Be still and know that I am God. When we can’t find God in the midst of the chaos and turmoil, we must be still in order to hear Him. When we occupy our minds with so much outside interference and so much overload, we can’t hear God and therefore we can’t find His peace. There are two commands here…not to panic and to recognize His sovereignty which were directed both to His nation to bring comfort and to other nations (pagan) as a warning for their rebellious ways. There are times in the midst of the crisis that we must be still and allow God to work. We may not always understand why something is happening, as devastating as it is, but what we can take comfort in is knowing that God causes everything to work together for the good of those who love God and are called according to his purpose for them. (Romans 8:28). In the end, God will be exalted in the nations and in the earth.

We see in Mark 4:39 that Jesus also quieted the storm when He and the disciples were in the boat on the sea:

Then He arose and rebuked the wind, and said to the sea, “Peace, be still!” And the wind ceased and there was a great calm.
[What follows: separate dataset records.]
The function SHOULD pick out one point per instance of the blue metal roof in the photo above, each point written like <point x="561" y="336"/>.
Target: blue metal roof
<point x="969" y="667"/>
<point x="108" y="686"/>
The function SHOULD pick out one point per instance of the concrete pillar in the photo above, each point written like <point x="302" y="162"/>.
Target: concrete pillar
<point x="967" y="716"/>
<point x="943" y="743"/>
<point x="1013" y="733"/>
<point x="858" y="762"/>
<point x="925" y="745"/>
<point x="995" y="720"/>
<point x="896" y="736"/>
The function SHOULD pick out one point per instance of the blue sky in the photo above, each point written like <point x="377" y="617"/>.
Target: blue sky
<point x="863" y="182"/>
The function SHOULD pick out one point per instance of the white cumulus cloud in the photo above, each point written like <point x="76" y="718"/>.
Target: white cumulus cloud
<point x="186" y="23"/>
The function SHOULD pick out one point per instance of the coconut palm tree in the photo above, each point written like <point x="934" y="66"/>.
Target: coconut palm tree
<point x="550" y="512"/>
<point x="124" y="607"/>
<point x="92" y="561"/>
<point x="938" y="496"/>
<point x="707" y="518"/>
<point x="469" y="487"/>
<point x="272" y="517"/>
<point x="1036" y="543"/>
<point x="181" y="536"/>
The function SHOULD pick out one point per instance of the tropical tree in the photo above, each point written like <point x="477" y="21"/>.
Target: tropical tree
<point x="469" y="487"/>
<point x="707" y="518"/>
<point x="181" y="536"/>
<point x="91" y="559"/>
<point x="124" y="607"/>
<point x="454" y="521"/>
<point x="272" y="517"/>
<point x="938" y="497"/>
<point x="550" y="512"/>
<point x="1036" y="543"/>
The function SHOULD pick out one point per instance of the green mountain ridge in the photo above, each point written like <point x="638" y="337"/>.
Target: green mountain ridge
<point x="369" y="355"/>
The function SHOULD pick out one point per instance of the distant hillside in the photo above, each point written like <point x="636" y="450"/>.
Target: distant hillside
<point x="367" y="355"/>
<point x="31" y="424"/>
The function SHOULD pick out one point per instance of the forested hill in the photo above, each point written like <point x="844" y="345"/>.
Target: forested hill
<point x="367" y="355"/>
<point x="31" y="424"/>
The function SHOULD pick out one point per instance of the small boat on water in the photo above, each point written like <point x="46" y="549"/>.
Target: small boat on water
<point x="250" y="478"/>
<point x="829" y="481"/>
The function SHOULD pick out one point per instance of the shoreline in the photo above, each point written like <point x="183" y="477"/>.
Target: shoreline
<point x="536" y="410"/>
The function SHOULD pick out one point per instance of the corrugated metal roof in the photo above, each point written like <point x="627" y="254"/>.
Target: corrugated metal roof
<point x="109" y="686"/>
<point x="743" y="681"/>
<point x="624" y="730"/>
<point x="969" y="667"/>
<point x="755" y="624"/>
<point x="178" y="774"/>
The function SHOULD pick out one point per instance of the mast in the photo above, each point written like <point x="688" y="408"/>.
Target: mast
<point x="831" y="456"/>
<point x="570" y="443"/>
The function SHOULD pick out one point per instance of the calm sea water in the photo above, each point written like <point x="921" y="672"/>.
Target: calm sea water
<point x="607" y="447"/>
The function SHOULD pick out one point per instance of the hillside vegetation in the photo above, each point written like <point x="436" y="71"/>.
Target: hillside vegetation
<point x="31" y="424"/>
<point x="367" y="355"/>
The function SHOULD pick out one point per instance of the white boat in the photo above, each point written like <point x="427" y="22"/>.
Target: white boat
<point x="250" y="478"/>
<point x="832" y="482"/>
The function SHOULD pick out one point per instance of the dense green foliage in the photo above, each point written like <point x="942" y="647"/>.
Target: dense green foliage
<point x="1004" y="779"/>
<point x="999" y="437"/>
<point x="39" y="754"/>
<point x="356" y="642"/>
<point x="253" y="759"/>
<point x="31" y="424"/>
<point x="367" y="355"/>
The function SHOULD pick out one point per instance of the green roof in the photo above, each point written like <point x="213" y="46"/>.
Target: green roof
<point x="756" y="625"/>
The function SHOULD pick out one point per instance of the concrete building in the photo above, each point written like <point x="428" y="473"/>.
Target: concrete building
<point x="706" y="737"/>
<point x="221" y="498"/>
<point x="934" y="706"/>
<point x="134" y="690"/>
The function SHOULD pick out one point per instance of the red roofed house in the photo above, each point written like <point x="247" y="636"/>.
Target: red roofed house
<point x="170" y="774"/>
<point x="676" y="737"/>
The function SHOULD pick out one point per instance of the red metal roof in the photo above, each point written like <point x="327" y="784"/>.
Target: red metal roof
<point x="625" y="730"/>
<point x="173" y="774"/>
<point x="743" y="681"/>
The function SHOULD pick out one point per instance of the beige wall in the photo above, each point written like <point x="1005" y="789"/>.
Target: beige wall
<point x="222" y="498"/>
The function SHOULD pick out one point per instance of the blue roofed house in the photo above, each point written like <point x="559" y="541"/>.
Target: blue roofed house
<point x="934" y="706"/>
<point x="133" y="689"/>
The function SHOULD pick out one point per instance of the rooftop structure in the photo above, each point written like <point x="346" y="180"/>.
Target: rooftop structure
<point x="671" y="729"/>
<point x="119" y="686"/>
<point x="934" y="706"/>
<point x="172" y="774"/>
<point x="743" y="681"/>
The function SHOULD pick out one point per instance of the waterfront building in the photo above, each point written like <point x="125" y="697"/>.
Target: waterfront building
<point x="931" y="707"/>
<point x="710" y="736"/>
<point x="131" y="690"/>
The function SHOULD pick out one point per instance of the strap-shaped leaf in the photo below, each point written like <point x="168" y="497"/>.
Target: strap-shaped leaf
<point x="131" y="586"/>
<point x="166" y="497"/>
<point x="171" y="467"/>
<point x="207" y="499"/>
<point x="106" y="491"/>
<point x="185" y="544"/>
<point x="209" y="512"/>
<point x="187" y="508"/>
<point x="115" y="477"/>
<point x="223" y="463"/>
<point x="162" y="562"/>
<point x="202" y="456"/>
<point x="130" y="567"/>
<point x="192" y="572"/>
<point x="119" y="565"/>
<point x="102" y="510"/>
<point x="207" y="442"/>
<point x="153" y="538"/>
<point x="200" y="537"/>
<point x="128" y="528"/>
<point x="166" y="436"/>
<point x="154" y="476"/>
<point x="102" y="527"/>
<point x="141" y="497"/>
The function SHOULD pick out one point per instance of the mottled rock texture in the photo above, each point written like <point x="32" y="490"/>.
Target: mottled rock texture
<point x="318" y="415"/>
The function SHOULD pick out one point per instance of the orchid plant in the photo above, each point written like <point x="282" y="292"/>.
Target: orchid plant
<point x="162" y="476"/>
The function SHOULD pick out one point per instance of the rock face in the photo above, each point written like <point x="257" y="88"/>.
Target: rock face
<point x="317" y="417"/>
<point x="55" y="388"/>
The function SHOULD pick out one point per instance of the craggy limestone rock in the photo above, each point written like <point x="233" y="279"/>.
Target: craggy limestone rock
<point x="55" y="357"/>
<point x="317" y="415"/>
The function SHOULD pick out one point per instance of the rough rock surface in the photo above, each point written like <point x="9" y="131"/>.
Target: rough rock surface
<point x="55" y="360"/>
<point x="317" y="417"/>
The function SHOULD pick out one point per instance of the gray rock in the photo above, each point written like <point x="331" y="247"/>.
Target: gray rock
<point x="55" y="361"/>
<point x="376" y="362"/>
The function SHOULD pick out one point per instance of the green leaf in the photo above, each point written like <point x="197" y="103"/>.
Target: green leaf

In other versions of the Bible, the words “quiet” or “silence” are used which also means peace. Jesus and the disciples were in a boat on the sea when a storm arose. It was so bad the disciples became fearful and woke Jesus up, who was sleeping in the boat. When Jesus awoke, he silenced the storm. We can safely assume He also silenced the worry in the hearts of His disciples. Jesus was able to sleep peacefully during the storm because He knew that God would protect Him and the disciples.

When we are in the midst of a crisis, it’s hard not to worry and wonder what the outcome will be. But we must listen to what God is telling us…Be still and know that I am God; I will be exalted among the nations, I will be exalted in the earth! We must trust that Jesus will say to our storm and our anxious hearts “Peace, be still!”.  The only way we can truly hear God is if we allow ourselves to be still with no distractions. We must be determined to make the time to tune everything and everyone out and sit with the Lord. Distractions and worry may come from every direction when doing so, but we have the authority to silence those distractions as Jesus silenced the storm by saying “Peace, be still!” Luke 10:19 confirms this:

Behold, I give you the authority to trample on serpents and scorpions, and over all the power of the enemy, and nothing shall by any means hurt you.

It’s important to take time each day to sit with God so He can not only bring peace to your worried heart, but to give you direction. It is then you will see Him exalt Himself in the storm, and everyone will know He is true God.